To which Siskel quipped, “Geez, Milton, what do you say when you WANT to sell somebody a hat?”
Oprah was good-natured enough to invite Johnson to a housewarming party for one of her talk show’s producers, the reason Chicago-based TV stars Siskel and Winfrey were in Santa Fe. Johnson responded by bringing a friend, singer-songwriter Roger Miller, to perform at the party. The Grammy-winning Country Music Hall of Famer lived near Tesuque at the time.
Johnson has created hats for actors, musicians, politicians and other celebrities, but doesn’t normally name-drop.
“We don’t like to throw out the names, any more than they want us to throw their names out,” Johnson said.
He almost always uses the pronoun ‘we’ to describe his operation because, he said, the business would not work without the staff at both Montecristi and his other store, Santa Fe Hat Company, which sells non-custom hats off the shelf.
On the December day that mule-rider Duane Kent visited Montecristi, a crew consisting of Eddye Santos, Noé Lopez, Juan Morales and Synde Partin were keeping things humming at the hat works.
But it takes months for a worker to get the hang of things, Johnson said, and two years or more before a new employee can be called a craftsman.
And you won’t get your hat overnight.
“We still do it the way I learned 50-something years ago,” Johnson said. “We thought about getting mechanized. With a hydraulic press, you can do 30 hats an hour. But we’re not all about volume. We’re about making the best product with the best quality materials and service for the life of the hat. “We use some of the finest materials in the world. And we have some of the finest craftsmen in the world.”

The end?
On a visit to The Shed, a longtime Santa Fe institution known for its red enchiladas and chilled margaritas, Johnson’s arrival feels like a joyous reunion. He can barely make his way to a table as old friends and customers stop him to bid hello.

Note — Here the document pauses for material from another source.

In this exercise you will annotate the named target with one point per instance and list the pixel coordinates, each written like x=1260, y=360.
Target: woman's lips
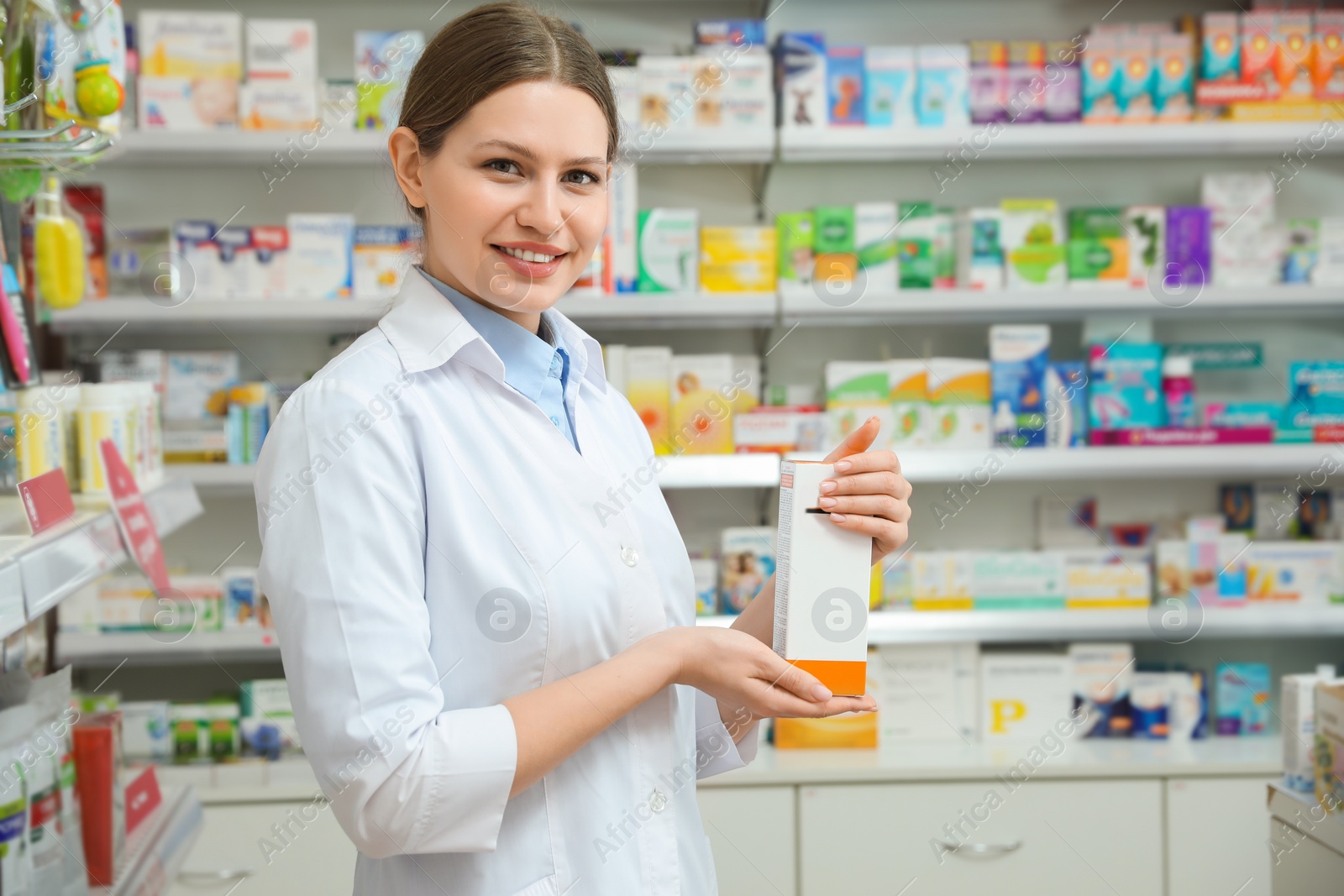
x=534, y=270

Montecristi customer Sam Priest is at The Shed celebrating his honeymoon. He bought a Johnson-made hat for his wedding because Johnson made a hat for Sam’s dad, Duncan Priest of New Zealand. Such are now common occurrences for Montecristi: customers from all over the world; customers bridging two, three and four generations of families who’ve bought Johnson’s hats.
In these moments, it seems as though Johnson could go on forever. Make great hats, take care of loyal customers, eat great enchiladas and enjoy his status as a community treasure.
And maybe he will.
“Some people work 30-40 years to retire, they get a gold-plated watch, and then they drop dead the next day,” Johnson said. “My fingers don’t work so good anymore and the hat steamer fogs up my glasses, but I can still teach these guys how to do the detail work.”